O que surgiu desses conflitos, porém, forçou a entrada da periferia na pauta: partidos, associações, reuniões de bairro, organização política. Estas talvez sejam as grandes conquistas depois de dois mortos, mais 10 mil carros queimados e milhões de euros em danos ao patrimônio. É no que acredita Mechmache: "O que mudou nesses últimos tempos, é que houve uma tomada de consciência. Os cidadãos se organizam agora", conta. " Foi possível criar coletivos com pesquisadores, acadêmicos, sociólogos, outros movimentos que hoje estão ligados às mesmas causas. Todos esses atores decidiram hoje criar vias de comunicação e dizer, juntos, que nós precisamos agir para não nos submetermos mais".

"Democracia em pane"

Nos cinco anos seguintes, Nicolas Sarkozy, impulsionado pela atuação repressiva como ministro, governou o país na mesma linha. Por isso, a eleição do socialista François Hollande foi um sopro de esperança para a militância do pós-2005. Uma esperança que durou pouco, segundo Mechmache: "Nossa democracia está em pane", diz. "Quando esses cidadãos percebem que, no fim das contas, as decisões são tomadas sem eles, as pessoas se questionam: já que eu não existo para os políticos, porque eu teria que me comprometer com eles?"

A estigmatização que fez as periferias explodirem em 2005 não dá sinais de retrocesso.
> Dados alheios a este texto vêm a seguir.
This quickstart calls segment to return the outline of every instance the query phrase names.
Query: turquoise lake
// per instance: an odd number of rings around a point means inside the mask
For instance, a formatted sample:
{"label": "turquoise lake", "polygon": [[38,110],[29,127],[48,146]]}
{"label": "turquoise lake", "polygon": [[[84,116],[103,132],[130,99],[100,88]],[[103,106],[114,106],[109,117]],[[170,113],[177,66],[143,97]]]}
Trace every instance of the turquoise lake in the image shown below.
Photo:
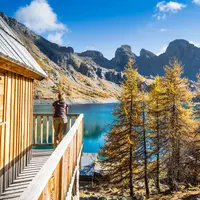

Pelo contrário, ela se reforça pelos pequenos preconceitos do cotidiano, e principalmente, pela atuação violenta de uma minoria radical, como os autores do ataque contra a redação do jornal satírico Charlie Hebdo, em janeiro deste ano. "O morador desses bairros é muçulmano, se é muçulmano é terrorista e por aí vai... Falamos de liberdade, fraternidade e igualdade, falamos de republica, mas ao mesmo tempo não queremos reconhecer uma parte dessas crianças", lamenta Mechmache.

Ele também alerta para os perigos dessa falta de reconhecimento do Estado e para a consequente falta do sentimento de pertencimento, por parte desses jovens: "quando a gente ignora essas crianças, elas acabam se excluindo. E a exclusão gera isolamento, e o isolamento enfraquece essa juventude e pode seduzi-la para os mais variados tipos de radicalizações. Seja religiosa, seja política... e isso é extremamente preocupante". Atualmente, a França é o país de origem da maioria dos europeus que atuam em organizações jihadistas ultrarradicais, como o grupo Estado Islâmico.

"Parte da solução"

Ainda que o cenário sociopolítico continue desfavorável para a periferia, a organização política dos bairros aumentou o número de vozes dissonantes, que ecoam agora pelas ruas, universidades e até pela mídia francesa. "Eu acredito que nós estamos reinventando algo que não existe mais nessa 5ª República", diz Mechmache, referindo-se à participação das classes menos favorecidas em processos políticos. Orgulhoso da atuação desses grupos nas mais variadas esferas, ele defende que é hora de "fazer as coisas de maneira diferente" e lembra: "nós não somos o problema, mas uma parte da solução".